Breathe and move

Happy fall everyone! This time of year is rich with freshly harvested foods, gorgeous colors of fruits, veggies and leaves, and of course, crisp, bright days. It’s the perfect time of year to reconnect with the practice of gratitude. I know one thing I’m grateful for is being able to teach yoga and share reiki up in Western Massachusetts. I feel quite blessed to be connecting with wonderful people who value, as my NYC yogis do, the many benefits a consistent yoga and reiki practice can bring.

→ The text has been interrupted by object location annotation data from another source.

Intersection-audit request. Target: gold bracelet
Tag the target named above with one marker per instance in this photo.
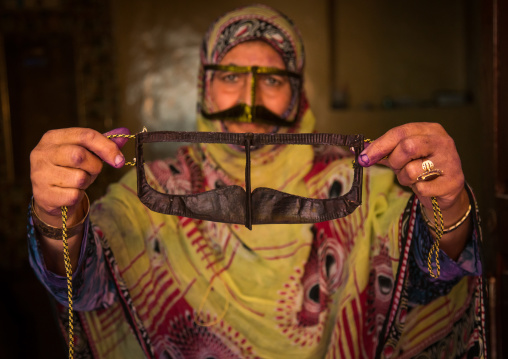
(49, 231)
(449, 229)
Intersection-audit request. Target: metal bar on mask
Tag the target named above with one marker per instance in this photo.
(248, 192)
(253, 92)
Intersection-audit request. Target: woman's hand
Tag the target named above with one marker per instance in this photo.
(404, 149)
(64, 164)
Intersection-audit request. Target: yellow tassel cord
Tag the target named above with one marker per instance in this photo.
(67, 260)
(438, 219)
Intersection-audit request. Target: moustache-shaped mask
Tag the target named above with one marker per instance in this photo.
(257, 85)
(233, 204)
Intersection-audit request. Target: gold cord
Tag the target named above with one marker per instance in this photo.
(68, 273)
(438, 219)
(67, 259)
(439, 229)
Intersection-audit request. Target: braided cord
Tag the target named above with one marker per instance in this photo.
(438, 219)
(68, 273)
(67, 259)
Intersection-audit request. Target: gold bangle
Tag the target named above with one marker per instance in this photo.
(49, 231)
(449, 229)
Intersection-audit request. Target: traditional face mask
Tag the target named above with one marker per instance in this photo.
(233, 204)
(265, 87)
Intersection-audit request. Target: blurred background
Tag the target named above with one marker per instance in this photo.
(370, 66)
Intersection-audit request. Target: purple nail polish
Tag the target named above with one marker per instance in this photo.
(365, 159)
(119, 160)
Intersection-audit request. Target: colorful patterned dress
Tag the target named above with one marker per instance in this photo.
(158, 286)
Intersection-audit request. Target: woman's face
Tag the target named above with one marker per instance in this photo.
(230, 89)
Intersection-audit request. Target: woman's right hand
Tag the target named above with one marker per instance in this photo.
(64, 164)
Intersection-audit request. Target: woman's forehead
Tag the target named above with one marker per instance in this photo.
(253, 53)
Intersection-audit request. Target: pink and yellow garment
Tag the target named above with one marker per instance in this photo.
(162, 286)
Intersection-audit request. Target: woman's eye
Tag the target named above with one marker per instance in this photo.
(230, 77)
(273, 81)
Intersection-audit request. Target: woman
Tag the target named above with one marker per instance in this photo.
(167, 286)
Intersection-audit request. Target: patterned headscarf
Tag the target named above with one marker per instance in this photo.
(255, 22)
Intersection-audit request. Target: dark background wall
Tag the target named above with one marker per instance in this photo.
(370, 67)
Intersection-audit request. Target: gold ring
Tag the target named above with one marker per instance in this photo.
(429, 173)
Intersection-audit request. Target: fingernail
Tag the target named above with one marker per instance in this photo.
(365, 159)
(119, 159)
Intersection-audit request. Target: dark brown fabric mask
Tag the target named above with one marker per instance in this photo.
(233, 204)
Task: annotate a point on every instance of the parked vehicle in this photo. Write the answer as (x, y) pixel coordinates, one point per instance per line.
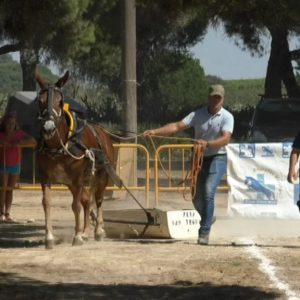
(275, 120)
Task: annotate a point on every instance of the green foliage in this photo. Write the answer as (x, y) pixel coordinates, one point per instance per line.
(11, 75)
(242, 93)
(174, 84)
(55, 30)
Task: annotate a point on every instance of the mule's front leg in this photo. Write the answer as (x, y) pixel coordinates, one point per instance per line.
(99, 230)
(76, 207)
(46, 201)
(85, 201)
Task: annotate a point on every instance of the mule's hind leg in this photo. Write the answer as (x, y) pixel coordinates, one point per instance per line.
(85, 201)
(99, 228)
(46, 201)
(76, 207)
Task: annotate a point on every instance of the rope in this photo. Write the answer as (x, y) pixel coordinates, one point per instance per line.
(196, 165)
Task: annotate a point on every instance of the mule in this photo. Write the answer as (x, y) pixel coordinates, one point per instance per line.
(78, 156)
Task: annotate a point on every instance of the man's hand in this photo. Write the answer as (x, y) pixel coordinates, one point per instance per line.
(203, 143)
(292, 176)
(149, 133)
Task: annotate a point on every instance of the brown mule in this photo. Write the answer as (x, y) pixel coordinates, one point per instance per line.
(77, 156)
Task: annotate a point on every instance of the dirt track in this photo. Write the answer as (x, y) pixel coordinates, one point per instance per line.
(234, 266)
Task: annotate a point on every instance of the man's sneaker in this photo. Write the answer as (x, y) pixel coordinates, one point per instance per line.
(213, 220)
(203, 239)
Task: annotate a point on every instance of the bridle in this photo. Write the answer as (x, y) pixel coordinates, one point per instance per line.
(49, 116)
(50, 112)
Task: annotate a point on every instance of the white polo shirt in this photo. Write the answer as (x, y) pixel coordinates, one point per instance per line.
(209, 126)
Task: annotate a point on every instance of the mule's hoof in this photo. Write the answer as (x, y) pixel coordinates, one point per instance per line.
(100, 236)
(77, 241)
(85, 237)
(49, 244)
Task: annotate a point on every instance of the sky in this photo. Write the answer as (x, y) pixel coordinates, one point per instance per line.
(219, 56)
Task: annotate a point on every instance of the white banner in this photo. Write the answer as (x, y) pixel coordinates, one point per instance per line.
(258, 187)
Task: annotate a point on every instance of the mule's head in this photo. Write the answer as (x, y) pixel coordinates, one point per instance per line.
(50, 102)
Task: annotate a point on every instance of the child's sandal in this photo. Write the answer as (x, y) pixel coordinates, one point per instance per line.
(2, 217)
(8, 218)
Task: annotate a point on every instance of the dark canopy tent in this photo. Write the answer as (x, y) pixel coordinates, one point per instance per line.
(27, 112)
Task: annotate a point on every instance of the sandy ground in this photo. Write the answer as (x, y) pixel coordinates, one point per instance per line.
(246, 259)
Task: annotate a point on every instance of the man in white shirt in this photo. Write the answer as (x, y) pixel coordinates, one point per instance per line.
(213, 126)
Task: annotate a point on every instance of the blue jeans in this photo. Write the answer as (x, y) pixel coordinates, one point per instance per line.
(212, 171)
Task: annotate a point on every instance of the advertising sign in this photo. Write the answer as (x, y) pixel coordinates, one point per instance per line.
(257, 177)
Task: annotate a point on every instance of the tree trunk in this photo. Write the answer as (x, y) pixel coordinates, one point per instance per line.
(129, 67)
(280, 68)
(28, 61)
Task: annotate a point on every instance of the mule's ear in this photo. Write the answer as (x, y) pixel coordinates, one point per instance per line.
(40, 80)
(62, 81)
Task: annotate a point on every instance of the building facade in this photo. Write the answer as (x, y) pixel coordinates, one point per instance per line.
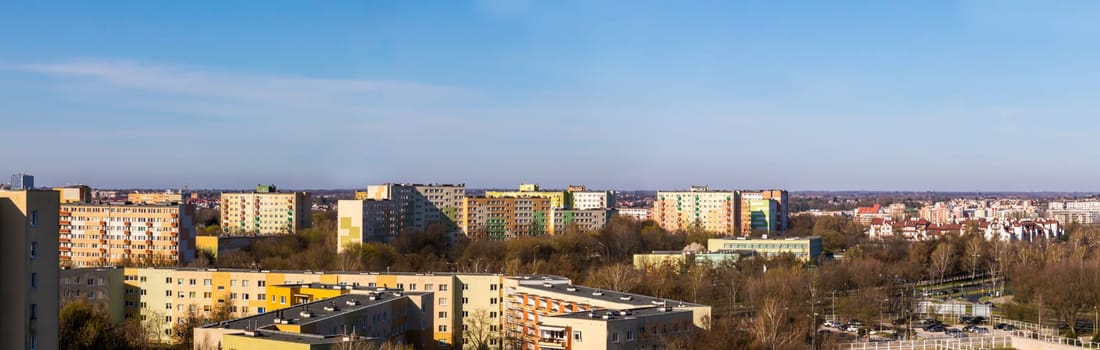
(29, 226)
(714, 211)
(585, 220)
(593, 199)
(778, 217)
(102, 234)
(74, 194)
(162, 197)
(558, 198)
(806, 249)
(418, 206)
(637, 214)
(265, 211)
(100, 287)
(22, 182)
(507, 217)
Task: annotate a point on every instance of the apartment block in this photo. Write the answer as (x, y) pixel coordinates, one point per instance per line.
(637, 214)
(360, 221)
(102, 288)
(74, 194)
(418, 206)
(558, 198)
(29, 254)
(323, 316)
(593, 199)
(551, 313)
(586, 220)
(806, 249)
(507, 217)
(102, 234)
(162, 197)
(778, 218)
(265, 211)
(715, 211)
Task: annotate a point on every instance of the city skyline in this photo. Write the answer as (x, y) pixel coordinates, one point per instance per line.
(943, 96)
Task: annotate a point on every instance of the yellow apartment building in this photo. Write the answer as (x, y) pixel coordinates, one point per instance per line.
(106, 234)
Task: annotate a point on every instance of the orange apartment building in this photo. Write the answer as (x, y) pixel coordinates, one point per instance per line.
(100, 234)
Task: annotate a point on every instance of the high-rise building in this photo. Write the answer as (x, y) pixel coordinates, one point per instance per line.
(102, 234)
(22, 182)
(714, 211)
(507, 217)
(360, 221)
(781, 214)
(558, 198)
(419, 206)
(75, 194)
(29, 256)
(265, 211)
(593, 199)
(584, 219)
(156, 197)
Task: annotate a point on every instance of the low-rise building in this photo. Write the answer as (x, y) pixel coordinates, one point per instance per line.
(339, 316)
(100, 287)
(807, 249)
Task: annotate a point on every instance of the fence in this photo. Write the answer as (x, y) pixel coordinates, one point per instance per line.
(938, 343)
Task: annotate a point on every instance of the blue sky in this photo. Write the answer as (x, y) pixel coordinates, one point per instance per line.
(627, 95)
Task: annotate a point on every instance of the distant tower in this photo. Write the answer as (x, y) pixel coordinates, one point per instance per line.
(22, 182)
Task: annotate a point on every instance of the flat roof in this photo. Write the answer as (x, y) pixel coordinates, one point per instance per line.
(342, 304)
(605, 295)
(618, 315)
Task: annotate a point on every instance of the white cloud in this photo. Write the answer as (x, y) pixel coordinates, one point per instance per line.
(199, 90)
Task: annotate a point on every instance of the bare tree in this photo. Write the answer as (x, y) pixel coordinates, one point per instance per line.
(477, 330)
(942, 259)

As I begin to share yoga with more and more people, and even take classes at the exciting variety of yoga centers up this way, I’ve begun to think about my own practice and teaching: essentially why I do what I do and the way I do it. I’ve begun to gain more clarity on the importance for me, anyway, of moving my body with my breath with a focus toward alignment : the fluidity it restores to my body and mind as well as the awareness it encourages me to bring to my mat.

Funnily enough, during my own inner investigation and questioning about this, a woman who has been coming to my class for a few months, but who has been a long-time yoga practitioner, asked me why we do so much repetition in vinyasa. We chatted a little bit about it, but in my own thoughts afterward, I felt like I didn’t articulate clearly why we may repeat poses several times in a class. So I thought this might need some clarification for all of us.

The vinyasa style is simply a breath centered movement practice. Every movement is linked with a breath. As you inhale an action in the body occurs, as you exhale something else occurs. The word vinyasa breaks down as such: vi = in a special way, nyasa = to place. In our vinyasa yoga practice we are essentially placing our steps in a special way, aligning our movements with our breath. 

Shiva Rae describes vinyasas as “…progressive sequences that unfold with an inherent harmony and intelligence.” And I tend to look at them that way as well. Most often, we use the traditional sun salutations as a way to warm up the body and begin to move the spine in a variety of directions, as a means to establish the link of our movement with the breath, and even as a way to awaken the devotional aspect of our practice. Then we might add on to the sequence other standing poses to help us build strength and feel more grounded in our bodies. I will often repeat poses, as either a foundation for a more challenging pose, but more often than not, simply so that we can more fully experience the changes that are happening in the body, and so that we can more fully integrate our knowledge of the pose and feel the openings that can arise within us. Gradually as we become more familiar with the poses we can let go of the “technique” or the worry of doing them “right” and really be in the poses – be the poses - creating in essence a moving meditation. We know them so well that we can explore more deeply and skillfully the fuller expression of the poses in our bodies. But it only comes by exploring them consistently and with great attention and intention. Standing poses and the sun salutations are not the only way to create vinyasas in our asana practice. We can create “vinyasas” out of backbends or seated poses, even reclining poses.

It’s not to say that this is the only way or the best way to practice. It is simply one way to practice asana. The wonderful thing about yoga is that there are many different ways or styles to practice, and that it allows us to tap into our creativity and encourages us to listen inward so that we can figure out how we want to or need to move our bodies on any given day.

Try this on: find a comfortable seat – on the ground or in a chair. Sit up tall and breathe a couple of breaths, connecting to the rhythm of your breath. Take a moment to notice how you are feeling and store that information away. Then explore this simple vinyasa. Inhale your arms out and up, exhale and side bend right. Inhale back up and exhale side bend left (make sure you are side-bending your torso, keeping your sitting bones grounded). Inhale back up and gently twist right, take your right arm behind you, your left hand to your right knee. Inhale back up and exhale twist left. Repeat the whole sequence at least 2 more times. As you repeat notice the subtle changes with each repetition: Can you go deeper? Is it easier to link the movements with the breath? Can you maintain that nice long spine more easily? Is your body able to move more fluidly? Can you get out of your head and into your body more easily? And then when you are finished, pause: notice how your breath feels in your body and where you feel it; notice how your body feels, particularly in and around the spine: and notice the quality of your mind. And finally take a moment to give thanks for getting on your mat, bringing attention to your body, your breath, your self, and for making your wellness a priority.

Remember to enjoy the explorations and to use this as a tool to deepen your awareness! Happy fall, happy yoga, happy practicing!